#About Dataset
salaries dataset generally provides information about the employees of an organization in relation to their compensation. It typically includes details such as how much each employee is paid (their salary), their job titles, the departments they work in, and possibly additional information like their level of experience, education, and employment history within the organization.

# Features
- 'Id'
- 'EmployeeName'
- 'JobTitle'
- 'BasePay'
- 'OvertimePay'
- 'OtherPay'
- 'Benefits'
- 'TotalPay' -> salary
- 'TotalPayBenefits'
- 'Year'
- 'Notes'
- 'Agency'
- 'Status'


# Tasks

1. **Basic Data Exploration**: Identify the number of rows and columns in the dataset, determine the data types of each column, and check for missing values in each column.

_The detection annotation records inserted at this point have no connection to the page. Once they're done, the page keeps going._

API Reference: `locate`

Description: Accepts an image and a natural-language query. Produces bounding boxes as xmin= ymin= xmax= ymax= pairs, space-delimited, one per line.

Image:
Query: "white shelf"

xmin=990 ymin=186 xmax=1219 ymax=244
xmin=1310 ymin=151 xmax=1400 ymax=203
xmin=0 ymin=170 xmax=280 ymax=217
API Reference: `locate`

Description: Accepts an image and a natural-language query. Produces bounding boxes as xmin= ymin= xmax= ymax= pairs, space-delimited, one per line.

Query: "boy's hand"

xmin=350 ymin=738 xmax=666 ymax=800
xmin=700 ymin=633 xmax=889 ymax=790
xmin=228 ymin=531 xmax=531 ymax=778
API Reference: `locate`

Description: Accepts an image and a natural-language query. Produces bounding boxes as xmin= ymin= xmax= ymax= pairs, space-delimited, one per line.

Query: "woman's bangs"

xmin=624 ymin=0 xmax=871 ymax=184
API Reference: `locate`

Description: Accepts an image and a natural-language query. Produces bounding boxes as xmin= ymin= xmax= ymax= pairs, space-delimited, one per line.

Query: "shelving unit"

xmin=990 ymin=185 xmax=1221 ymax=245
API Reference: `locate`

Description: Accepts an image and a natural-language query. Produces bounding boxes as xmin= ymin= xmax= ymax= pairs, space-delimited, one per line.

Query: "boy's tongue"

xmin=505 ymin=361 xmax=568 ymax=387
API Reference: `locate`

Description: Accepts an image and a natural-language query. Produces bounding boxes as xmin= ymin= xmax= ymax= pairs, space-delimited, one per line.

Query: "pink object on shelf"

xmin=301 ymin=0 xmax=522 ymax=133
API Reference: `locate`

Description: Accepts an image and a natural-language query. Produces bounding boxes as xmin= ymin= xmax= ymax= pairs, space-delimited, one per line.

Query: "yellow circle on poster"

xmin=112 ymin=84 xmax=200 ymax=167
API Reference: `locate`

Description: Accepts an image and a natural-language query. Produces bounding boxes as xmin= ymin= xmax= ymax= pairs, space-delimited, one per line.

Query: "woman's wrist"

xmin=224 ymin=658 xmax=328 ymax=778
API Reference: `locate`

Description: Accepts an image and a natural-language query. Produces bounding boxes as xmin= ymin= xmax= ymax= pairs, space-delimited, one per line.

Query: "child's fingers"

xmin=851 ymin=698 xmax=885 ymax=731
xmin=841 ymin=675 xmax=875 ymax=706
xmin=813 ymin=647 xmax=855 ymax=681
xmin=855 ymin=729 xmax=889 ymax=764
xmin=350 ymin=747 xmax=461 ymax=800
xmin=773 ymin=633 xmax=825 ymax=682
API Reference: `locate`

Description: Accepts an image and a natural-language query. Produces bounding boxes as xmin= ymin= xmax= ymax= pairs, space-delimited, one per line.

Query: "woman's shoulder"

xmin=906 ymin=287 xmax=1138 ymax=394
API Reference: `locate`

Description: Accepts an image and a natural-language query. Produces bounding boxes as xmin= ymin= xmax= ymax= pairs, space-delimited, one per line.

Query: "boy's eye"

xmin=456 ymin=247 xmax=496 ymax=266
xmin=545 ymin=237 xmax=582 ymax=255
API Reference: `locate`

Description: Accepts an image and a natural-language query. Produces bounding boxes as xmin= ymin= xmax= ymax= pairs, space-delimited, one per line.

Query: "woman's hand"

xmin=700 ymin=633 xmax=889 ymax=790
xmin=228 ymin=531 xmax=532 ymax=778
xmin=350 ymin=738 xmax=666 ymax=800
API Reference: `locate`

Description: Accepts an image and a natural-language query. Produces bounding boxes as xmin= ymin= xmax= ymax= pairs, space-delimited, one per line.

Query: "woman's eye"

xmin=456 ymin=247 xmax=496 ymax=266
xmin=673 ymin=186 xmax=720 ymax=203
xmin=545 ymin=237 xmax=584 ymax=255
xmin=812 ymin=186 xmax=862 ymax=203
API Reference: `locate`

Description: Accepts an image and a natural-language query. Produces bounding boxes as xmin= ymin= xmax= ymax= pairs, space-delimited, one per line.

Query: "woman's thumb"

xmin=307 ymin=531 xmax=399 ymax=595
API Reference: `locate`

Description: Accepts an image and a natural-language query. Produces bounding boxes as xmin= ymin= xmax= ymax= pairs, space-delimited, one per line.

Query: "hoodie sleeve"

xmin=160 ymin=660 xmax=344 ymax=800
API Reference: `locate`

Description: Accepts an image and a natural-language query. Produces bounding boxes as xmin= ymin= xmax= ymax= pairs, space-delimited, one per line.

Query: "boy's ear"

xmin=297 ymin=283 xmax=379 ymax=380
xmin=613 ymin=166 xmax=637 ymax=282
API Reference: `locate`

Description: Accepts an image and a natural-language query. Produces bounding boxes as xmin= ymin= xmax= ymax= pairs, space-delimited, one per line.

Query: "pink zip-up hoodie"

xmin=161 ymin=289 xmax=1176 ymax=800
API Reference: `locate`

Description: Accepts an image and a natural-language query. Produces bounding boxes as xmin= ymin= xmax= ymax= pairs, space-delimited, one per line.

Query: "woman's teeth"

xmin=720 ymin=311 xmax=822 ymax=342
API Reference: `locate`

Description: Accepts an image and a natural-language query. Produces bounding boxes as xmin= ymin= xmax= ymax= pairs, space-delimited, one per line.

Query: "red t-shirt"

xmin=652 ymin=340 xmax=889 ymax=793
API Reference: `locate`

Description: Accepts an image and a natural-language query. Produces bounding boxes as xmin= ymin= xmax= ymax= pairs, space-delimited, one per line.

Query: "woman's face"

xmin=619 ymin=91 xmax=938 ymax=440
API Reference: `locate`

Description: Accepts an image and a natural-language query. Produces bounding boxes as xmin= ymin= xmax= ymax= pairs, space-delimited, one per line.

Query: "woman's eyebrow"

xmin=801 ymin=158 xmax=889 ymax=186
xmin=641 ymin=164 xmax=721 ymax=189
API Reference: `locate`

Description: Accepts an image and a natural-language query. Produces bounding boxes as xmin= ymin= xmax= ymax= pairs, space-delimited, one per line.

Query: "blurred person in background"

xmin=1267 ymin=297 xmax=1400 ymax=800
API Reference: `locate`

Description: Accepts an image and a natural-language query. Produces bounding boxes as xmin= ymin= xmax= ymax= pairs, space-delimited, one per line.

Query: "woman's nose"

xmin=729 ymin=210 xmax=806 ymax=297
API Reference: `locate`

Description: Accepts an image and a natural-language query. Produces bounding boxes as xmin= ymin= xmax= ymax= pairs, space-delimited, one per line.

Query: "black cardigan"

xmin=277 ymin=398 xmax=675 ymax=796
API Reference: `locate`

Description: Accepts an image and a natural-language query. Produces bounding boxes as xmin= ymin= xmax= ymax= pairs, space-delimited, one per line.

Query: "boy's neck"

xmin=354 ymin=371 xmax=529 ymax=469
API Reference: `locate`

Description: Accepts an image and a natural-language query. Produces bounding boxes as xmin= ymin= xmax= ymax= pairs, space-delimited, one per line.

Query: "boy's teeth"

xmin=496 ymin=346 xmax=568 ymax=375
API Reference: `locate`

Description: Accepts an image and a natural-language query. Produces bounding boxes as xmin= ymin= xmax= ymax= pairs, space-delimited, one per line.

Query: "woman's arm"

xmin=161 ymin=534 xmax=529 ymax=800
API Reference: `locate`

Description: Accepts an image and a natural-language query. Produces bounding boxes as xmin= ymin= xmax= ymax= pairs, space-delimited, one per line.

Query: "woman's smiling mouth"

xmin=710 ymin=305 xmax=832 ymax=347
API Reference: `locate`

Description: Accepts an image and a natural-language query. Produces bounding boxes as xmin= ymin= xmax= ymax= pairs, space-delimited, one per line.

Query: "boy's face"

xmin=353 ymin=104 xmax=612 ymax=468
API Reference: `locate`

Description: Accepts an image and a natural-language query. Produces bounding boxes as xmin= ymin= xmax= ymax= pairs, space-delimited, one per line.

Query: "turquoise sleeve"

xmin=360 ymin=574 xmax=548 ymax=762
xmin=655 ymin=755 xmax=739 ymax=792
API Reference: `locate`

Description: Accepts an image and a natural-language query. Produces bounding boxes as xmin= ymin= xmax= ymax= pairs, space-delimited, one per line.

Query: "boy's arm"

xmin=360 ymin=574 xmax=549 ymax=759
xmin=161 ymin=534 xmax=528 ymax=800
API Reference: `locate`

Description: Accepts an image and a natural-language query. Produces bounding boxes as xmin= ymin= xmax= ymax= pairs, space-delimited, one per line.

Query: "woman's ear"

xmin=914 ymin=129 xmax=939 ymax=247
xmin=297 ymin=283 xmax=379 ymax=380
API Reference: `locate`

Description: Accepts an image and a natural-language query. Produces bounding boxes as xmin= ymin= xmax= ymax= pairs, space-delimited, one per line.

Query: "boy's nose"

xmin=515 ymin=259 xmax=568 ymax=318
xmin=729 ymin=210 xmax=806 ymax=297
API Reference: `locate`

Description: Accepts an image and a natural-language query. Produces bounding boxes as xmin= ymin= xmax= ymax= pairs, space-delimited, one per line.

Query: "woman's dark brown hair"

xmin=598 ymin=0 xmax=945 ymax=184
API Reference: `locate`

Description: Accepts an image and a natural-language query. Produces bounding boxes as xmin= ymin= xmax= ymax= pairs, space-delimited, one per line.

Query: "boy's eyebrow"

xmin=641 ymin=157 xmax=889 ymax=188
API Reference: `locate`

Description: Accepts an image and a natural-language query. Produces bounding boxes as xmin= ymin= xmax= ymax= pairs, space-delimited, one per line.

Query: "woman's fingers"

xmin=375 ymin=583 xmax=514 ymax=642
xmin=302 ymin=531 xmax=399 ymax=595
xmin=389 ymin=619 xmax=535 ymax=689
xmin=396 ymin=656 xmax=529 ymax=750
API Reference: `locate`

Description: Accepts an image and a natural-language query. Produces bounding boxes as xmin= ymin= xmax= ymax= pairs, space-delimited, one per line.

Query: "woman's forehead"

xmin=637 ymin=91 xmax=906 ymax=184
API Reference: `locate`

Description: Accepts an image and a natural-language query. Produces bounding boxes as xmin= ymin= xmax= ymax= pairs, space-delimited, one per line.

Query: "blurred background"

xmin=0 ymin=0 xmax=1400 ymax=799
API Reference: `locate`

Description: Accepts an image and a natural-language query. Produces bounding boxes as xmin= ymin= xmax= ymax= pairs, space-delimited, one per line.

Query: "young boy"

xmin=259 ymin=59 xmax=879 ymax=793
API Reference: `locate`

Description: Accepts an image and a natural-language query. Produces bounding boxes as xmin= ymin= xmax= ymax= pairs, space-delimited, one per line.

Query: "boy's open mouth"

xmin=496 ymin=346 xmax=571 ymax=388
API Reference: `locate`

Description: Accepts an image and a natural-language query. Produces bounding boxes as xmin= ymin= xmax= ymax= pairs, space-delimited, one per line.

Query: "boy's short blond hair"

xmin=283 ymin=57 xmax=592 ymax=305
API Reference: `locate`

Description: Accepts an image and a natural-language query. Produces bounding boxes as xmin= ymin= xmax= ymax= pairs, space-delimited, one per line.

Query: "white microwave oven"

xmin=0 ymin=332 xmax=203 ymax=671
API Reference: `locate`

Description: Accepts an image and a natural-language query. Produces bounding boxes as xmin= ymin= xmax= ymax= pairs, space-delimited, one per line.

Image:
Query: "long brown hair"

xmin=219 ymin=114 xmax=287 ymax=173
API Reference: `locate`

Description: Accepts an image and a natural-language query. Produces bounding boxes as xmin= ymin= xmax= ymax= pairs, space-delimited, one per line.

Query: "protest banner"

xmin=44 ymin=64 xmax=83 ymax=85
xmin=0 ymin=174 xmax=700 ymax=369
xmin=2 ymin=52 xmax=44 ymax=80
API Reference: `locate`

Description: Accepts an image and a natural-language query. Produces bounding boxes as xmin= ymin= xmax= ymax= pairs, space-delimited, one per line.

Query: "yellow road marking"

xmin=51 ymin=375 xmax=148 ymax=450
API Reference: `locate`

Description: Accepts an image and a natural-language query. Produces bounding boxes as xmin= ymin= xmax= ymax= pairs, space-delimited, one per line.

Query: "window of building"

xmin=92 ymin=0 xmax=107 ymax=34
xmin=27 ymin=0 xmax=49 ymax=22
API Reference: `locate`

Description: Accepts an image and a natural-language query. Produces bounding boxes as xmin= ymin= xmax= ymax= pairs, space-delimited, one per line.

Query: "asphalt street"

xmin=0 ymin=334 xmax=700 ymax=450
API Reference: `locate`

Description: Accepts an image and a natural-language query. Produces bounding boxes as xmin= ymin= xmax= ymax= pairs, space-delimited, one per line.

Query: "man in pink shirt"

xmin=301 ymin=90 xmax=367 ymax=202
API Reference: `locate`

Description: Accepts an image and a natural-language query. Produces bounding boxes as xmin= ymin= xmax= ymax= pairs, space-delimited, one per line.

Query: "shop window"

2. **Descriptive Statistics**: Calculate basic statistics mean, median, mode, minimum, and maximum salary, determine the range of salaries, and find the standard deviation.

3. **Data Cleaning**: Handle missing data by suitable method with explain why you use it.

4. **Basic Data Visualization**: Create histograms or bar charts to visualize the distribution of salaries, and use pie charts to represent the proportion of employees in different departments.

5. **Grouped Analysis**: Group the data by one or more columns and calculate summary statistics for each group, and compare the average salaries across different groups.

6. **Simple Correlation Analysis**: Identify any correlation between salary and another numerical column, and plot a scatter plot to visualize the relationship.

8. **Summary of Insights**: Write a brief report summarizing the findings and insights from the analyses.

In [None]:
import pandas as pd
import numpy as np

# Load your dataset
df = pd.read_csv('Salaries.csv')
df.head()


In [None]:
df.columns

**Basic Data Exploration**: Identifing the number of rows and columns in the dataset.

In [None]:
rows = df.shape[0]
columns = df.shape[1]
print(f"Number of rows is {rows}")
print(f"Number of rows is {columns}")

**Basic Data Exploration:** Determining the data types of each column, and checking for missing values in each column.

In [None]:
data_types = df.dtypes
missing_values = df.isnull().sum()

print(f"Data types are : {data_types}" )
print(f"Data types are : {missing_values}" )

In [None]:
df_copy = df.copy()

**Descriptive Statistics**: Calculating basic statistics mean, median, mode, minimum, and maximum salary, determining the range of salaries, and finding the standard deviation.

In [None]:
salaries_mean = round(df_copy['TotalPay'].mean() , 2 )
salaries_median = round( df_copy['TotalPay'].median() , 2 )
salaries_mode = df_copy['TotalPay'].mode().iloc[0]
salaries_min = df_copy['TotalPay'].min()
salaries_max = df_copy['TotalPay'].max()
salary_range = [salaries_min , salaries_max]
salaries_standard_deviation = round( df_copy['TotalPay'].std() , 2 )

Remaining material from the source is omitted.